It was a big night for women’s groups last night in London and 10:10 was out on the town.
Last night’s high-profile report launch by the Women’s Environmental Network coincided with 10:10 partner Mumsnet’s 10th birthday bash (more on that later). A great opportunity to accompany 10:10’s Campaign Director, Eugenie Harvey, on a whistle-stop tour of progressive women’s movements here in the capital.
If you’ve been wondering how gender relates to climate change, look no further. The Women’s Environmental Network (WEN) offer enlightenment. The House of Commons hosted the launch of ‘Gender and the Climate Change Agenda’, which underpins the quest for environmental justice through feminist principles. A panel of one lucky man and many prominent women, including Eugenie, was on hand to share their visions of a greener, fairer world with women at the core.
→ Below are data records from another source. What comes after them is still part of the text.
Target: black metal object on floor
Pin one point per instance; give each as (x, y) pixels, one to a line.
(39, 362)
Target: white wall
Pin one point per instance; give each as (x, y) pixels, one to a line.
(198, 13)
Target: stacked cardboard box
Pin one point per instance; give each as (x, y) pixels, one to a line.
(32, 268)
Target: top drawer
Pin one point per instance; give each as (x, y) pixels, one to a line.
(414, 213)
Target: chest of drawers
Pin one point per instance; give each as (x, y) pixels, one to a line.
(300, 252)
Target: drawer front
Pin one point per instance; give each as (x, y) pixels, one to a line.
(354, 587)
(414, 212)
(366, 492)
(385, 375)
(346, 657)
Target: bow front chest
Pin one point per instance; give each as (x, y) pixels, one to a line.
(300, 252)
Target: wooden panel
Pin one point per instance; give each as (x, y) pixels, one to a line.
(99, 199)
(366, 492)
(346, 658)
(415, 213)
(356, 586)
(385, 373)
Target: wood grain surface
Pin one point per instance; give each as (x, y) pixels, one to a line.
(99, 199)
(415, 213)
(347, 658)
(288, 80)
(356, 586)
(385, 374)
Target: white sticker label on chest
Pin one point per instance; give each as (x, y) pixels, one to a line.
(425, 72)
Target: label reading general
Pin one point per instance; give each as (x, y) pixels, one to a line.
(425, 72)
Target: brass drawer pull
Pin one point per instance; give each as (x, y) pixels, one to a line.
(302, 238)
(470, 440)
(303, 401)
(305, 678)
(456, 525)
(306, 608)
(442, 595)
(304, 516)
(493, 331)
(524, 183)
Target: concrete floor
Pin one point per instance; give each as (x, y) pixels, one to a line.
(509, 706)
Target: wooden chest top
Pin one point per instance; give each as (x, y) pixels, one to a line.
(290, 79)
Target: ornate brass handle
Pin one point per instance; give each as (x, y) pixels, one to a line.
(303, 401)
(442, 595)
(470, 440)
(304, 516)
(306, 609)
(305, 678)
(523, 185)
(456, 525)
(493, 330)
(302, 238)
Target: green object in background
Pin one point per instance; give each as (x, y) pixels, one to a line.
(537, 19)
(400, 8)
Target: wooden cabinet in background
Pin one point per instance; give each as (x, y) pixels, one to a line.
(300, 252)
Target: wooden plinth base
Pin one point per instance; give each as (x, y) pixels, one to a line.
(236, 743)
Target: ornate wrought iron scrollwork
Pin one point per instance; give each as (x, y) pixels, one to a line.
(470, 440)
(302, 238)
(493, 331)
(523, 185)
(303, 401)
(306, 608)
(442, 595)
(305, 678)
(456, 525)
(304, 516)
Bernadette Vallely, founder and chair of WEN, outlined the disproportionate burden of suffering shouldered by women worldwide as a result of poverty and gendered social roles. One staggering statistic shows that 20 million of the 26 million people currently estimated to be displaced by climate change are female. However, far from a prophecy of doom, the report highlights the potential of empowered womanhood to deliver a gender-sensitive response to our planetary predicament.
Accepting assurances from the chair that his inclusion was more than tokenistic, Peter Ainsworth MP bravely broached the topic of population growth. The subject sparked further debate when the floor was opened to questions. A cautious consensus formed around the necessity of sexual education, available contraception and improved healthcare. There was also mention of meat and dairy consumption and the impacts associated with dietary choices. We were reminded of women’s position globally as the predominant providers within the context of food hierarchies.
Tamsin Omond, a driving force behind 10:10’s work with faith groups, praised the report as an invaluable resource in the continuing struggle for social justice. With a nod to the Suffragettes, Eugenie recognised the “responsibility to do for women in poor countries what women in the developed world have had done for them” and emphasised the importance of small steps to start people on a journey of engagement.